The liberal leader, who took office on May 10 in a snap election, stressed that Seoul will work “very closely” with its longstanding U.S. ally to resolve the growing threat from North Korea.
“Still, we cannot rely only on our ally for our security,” he said in a televised speech to mark the anniversary of the country’s independence from Japanese colonial rule in 1945.
“When it comes to matters related to the Korean Peninsula, our country has to take the initiative in resolving them,” he said. “Without the consent of the Republic of Korea, no country can determine to take military action.”
“The government will do all it can to prevent a war from breaking out,” he said. “No matter what twists and turns we undergo, the North Korean nuclear problem must be addressed in a peaceful manner.”
Moon insisted that position did not represent a break with the United States, which backed South Korea in the 1950-53 war against the communist-supported North.
The fighting ended with an armistice but not a peace treaty, leaving the rivals separated by the world’s most fortified border.
The U.S. maintains about 28,500 servicemembers in the South and offers its ally as well as nearby Japan protection under its so-called nuclear umbrella.
But fissures have emerged as President Donald Trump hardened his rhetoric and North Korea demonstrated rapid progress in its nuclear weapons program.
Fears that the U.S. may try to launch a pre-emptive attack or that threats may lead to accidental conflict have prompted calls for the South to step up development of its defenses.
Moon, a 64-year-old former human rights lawyer, has ordered a vast array of military reforms.
He also asked Trump in a phone call earlier this month to support changing agreed-upon guidelines to allow the South to develop more powerful ballistic missiles.
Seoul may develop missiles with a range of up to 500 miles and a payload of up to 1,100 pounds, according to a bilateral agreement.
Moon wants to expand the payload to about a ton, which would help efforts to destroy North Korean bunkers, the Yonhap News Agency has reported.
He also has called for speeding up the long-delayed transfer of wartime operational control from the U.S. to the South Koreans.
South Korea has about 625,000 regular troops who are vastly outnumbered by the 1.3 million-strong North Korean army.
But while the numerical gap is wide, the South and the United States are believed to enjoy superior military technology, training and logistics.
U.S. and South Korean military leaders stress the importance of interoperability between the two allies, underscored by the frequently cited slogans “ready to fight tonight” and “katchi kapsida,” Korean for “we go together.”
Gen.
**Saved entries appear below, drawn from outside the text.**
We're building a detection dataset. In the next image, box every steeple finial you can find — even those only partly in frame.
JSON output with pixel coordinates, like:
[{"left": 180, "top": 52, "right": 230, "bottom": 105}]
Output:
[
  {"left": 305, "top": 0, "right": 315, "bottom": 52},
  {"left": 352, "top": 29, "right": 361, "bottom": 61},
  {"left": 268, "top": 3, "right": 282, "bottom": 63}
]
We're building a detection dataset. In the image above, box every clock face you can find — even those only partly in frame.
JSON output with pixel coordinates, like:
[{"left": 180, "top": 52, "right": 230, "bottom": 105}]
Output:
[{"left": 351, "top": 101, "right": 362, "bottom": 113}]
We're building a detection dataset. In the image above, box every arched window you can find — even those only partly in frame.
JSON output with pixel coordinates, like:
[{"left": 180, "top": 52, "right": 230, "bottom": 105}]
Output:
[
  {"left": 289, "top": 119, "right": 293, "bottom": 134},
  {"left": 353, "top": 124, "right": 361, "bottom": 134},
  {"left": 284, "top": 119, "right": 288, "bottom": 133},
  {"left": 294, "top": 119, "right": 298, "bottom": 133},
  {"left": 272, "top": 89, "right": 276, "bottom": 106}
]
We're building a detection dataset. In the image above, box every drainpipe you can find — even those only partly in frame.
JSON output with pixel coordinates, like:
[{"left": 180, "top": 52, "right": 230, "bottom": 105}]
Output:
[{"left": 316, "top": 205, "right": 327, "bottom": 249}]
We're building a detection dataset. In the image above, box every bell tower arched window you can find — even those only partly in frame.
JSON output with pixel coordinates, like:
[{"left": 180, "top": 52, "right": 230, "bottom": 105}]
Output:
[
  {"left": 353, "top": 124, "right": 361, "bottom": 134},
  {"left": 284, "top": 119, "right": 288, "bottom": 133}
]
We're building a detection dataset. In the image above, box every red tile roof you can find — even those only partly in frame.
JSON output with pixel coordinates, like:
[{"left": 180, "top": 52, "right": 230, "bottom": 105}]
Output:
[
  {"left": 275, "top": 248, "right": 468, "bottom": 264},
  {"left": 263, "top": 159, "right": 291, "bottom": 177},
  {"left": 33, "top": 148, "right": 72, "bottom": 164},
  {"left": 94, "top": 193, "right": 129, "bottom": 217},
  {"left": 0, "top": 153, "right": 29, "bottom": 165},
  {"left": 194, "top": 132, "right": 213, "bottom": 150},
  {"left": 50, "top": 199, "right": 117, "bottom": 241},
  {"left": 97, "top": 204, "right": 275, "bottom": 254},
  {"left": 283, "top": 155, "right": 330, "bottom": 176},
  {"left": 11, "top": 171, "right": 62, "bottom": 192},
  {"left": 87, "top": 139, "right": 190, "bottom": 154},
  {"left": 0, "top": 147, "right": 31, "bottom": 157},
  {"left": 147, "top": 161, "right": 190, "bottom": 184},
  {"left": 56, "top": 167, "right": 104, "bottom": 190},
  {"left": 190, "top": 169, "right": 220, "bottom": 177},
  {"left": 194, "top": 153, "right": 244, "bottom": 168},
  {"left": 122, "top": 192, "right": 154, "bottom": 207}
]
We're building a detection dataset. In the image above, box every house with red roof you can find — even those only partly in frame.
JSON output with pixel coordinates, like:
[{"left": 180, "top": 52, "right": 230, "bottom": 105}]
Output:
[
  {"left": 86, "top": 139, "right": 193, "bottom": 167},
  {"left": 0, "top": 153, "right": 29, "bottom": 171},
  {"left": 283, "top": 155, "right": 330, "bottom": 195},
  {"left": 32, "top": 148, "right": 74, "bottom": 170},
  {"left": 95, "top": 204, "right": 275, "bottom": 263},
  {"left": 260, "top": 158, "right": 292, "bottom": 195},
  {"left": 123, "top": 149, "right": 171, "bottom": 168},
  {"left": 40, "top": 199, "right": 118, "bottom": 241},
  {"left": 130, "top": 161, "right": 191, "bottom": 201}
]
Vincent Brooks, commander of U.S. Forces Korea, recently praised the South Koreans and said the two militaries were closer than ever. He pointed to the fact that many units are combined, with South Korean and U.S. troops working together.
“This is a very capable ally,” he said Monday during a joint press conference in Seoul with visiting Gen. Joseph Dunford, chairman of the Joint Chiefs of Staff.
“We have systems we have to work through like we would with any ally. This is someone who’s carrying their own defenses,” said Brooks, who also leads Combined Forces Command and United Nations Command.